Personal details
- Party: Alliance
- Profession: Real estate

= Michael Bedenbaugh =

American historic preservationist

Michael Bedenbaugh is an American historical preservationist known for preserving South Carolina's historical landmarks including Trinity Episcopal Church, buildings in Society Hill community of Darlington County and Wilkins House. He received the Order of the Palmetto by Governor Henry McMaster in 2021.

==Education==
He earned a degree in International Studies focusing on Russian studies and History from University of South Carolina in 1990, and studied at Columbia University during his senior year.

==Career==
Bedenbaugh served as president and CEO of Preservation SC, a nonprofit organization preserving historic properties in South Carolina, from 2007 to 2022. He implemented programs and raised over $3 million for preservation projects, generating over $2 million in operating revenue.

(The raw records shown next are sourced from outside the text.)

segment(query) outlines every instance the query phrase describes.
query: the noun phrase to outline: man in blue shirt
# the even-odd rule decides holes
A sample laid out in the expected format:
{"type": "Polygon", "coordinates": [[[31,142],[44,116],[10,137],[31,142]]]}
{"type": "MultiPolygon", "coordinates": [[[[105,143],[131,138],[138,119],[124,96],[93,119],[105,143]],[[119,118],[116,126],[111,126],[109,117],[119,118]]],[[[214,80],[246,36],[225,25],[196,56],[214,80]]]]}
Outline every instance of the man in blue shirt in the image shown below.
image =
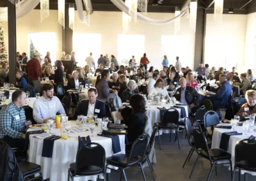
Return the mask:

During his career, Bedenbaugh's advocacy and behind the scenes negotiations helped ensure the conversion of the Palmetto Compress near the University of South Carolina into off-campus student housing, and the Curtiss-Wright Hangar at Columbia's L.B. Owens Airport transformation into a bustling brewery and restaurant. Bedenbaugh led the effort to preserve Trinity Episcopal Church in 2019, and applied for a $250,000 national preservation grant from the National Fund for Sacred Places. In 2020, he negotiated the donation of the vacant Plantation House hotel in Edgefield with the desire to revitalize the 30,000-square-foot historic building by finding qualified investors and entrepreneurs to refurbish it.

For his work, he received the Order of the Palmetto from Governor Henry McMaster in 2021.

== 2024 US House election ==

In January 2024, Bedenbaugh announced his candidacy to represent in the United States House of Representatives, being vacated by Jeff Duncan. He was the Alliance Party nominee. Bedenbaugh was defeated by Republican nominee Sheri Biggs.